North West Young Chef of the Year Hots Up


The third semi-final took place at The Warrington College

The Warrington College played host to both the morning and the afternoon sessions of the 2nd and 3rd semi’s, and in total encompassed 5 hours of intense cooking, 13 chefs, 39 dishes, and several pairs of very tired feet!

On what was the hottest April day for 70 years, the sponsors from Essential Cuisine and CHR alongside the Judges and the college, all pulled together to ensure the day ran smoothly. Chefs competing in the afternoon semi-final were; Daniela Tucci (Art School,) Chris Ormshaw (Australasia,) Steven Halligan (Freelance,) Michael Parsons (Peckforton Castle,) Sion Hughes (Carden Park,) Mai Trising (Black Swan Hotel,) and Cyril Gabriel (Carden Park.)

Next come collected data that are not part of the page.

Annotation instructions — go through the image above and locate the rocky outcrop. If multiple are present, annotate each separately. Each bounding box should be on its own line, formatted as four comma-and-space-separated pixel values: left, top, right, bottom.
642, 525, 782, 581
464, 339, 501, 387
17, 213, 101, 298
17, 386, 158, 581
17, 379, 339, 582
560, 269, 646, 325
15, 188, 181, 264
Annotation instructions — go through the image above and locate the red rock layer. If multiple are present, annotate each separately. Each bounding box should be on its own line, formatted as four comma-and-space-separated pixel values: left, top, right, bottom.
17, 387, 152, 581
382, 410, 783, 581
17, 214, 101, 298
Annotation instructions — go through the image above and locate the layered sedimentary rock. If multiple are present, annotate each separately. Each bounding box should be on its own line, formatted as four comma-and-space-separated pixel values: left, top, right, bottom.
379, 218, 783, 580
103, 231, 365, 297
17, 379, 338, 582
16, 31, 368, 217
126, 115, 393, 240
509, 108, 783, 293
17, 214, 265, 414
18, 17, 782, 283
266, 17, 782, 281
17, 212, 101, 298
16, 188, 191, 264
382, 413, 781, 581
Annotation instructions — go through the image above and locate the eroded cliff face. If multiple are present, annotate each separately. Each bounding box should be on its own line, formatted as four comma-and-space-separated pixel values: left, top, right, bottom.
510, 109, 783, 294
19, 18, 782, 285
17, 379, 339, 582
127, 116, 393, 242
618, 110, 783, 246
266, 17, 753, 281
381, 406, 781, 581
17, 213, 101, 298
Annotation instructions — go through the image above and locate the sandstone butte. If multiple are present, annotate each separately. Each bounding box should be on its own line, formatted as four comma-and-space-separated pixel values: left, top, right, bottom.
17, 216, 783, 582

Sion’s winning menu consisted of Anglesey Rainbow Trout with Conwy picked crab rillettes, Quinta Kamado barbecued Rhug Estate Chicken Breast, followed by Cheshire Duck egg custard tart, with poached rhubarb.

Speaking about his win, Sion said: “It feels surreal to have won, I really wasn’t expecting it. Cyril Gabriel who works in my kitchen entered last year and got such a buzz from it, which made me want to get involved. Even though we were rivals today, we still looked out for each other, and worked together in the build up to practice and perfect our dishes.”

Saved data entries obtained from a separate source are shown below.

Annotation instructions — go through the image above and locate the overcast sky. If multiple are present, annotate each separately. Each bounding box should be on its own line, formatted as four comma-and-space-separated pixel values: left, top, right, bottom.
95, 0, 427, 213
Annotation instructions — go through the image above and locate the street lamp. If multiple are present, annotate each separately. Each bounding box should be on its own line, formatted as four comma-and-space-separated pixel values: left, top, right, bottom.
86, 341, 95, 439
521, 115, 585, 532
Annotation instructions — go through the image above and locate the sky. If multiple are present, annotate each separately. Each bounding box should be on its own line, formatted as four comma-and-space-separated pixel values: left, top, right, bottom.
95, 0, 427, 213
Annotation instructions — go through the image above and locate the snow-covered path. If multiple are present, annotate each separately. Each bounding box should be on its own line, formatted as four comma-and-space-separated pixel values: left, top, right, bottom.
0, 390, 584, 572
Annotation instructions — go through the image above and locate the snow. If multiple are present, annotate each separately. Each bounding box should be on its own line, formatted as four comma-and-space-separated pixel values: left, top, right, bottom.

“For the Final in May I’ll tweak my menu to feature ingredients to suit the season, but maintain my style of cooking. And of course, lots of practice!”

Following the afternoon’s semi-final, Chairman of Judges Brian Mellor said, “it was great to see so many returning competitors and previous mentors involved again this year, we knew from the entry forms that it was always going to be an intense battle which is why we added in the third semi-final.”

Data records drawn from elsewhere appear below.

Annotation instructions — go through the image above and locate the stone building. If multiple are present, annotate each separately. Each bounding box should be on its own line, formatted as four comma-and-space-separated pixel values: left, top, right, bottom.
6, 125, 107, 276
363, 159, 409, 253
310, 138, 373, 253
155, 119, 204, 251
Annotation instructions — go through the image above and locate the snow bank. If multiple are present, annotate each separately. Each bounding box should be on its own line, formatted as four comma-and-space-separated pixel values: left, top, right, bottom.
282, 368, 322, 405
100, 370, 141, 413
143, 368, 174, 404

Speaking about Sion’s performance, Brian said “for a first time competitor to perform so well in his first competition is a fantastic achievement. He was up against “experienced” competitors but he kept his head down and focused on his own dishes.”

The new competition format for 2018 will see the winner from each of the three semi-finals progress through to the final which will take place on 23rd May at South Cheshire College. For the unsuccessful chefs, there are still three top scoring places available, which will see the best runners up from across all three semi-finals progress through to the final, so all is not lost.

Judging on the day were Brian Mellor (Chairman of Judges), Jonathan Harvey Barnes (Senior Development Chef for Essential Cuisine,) and Andrew Green (Executive Head Chef for The Lowry Hotel.)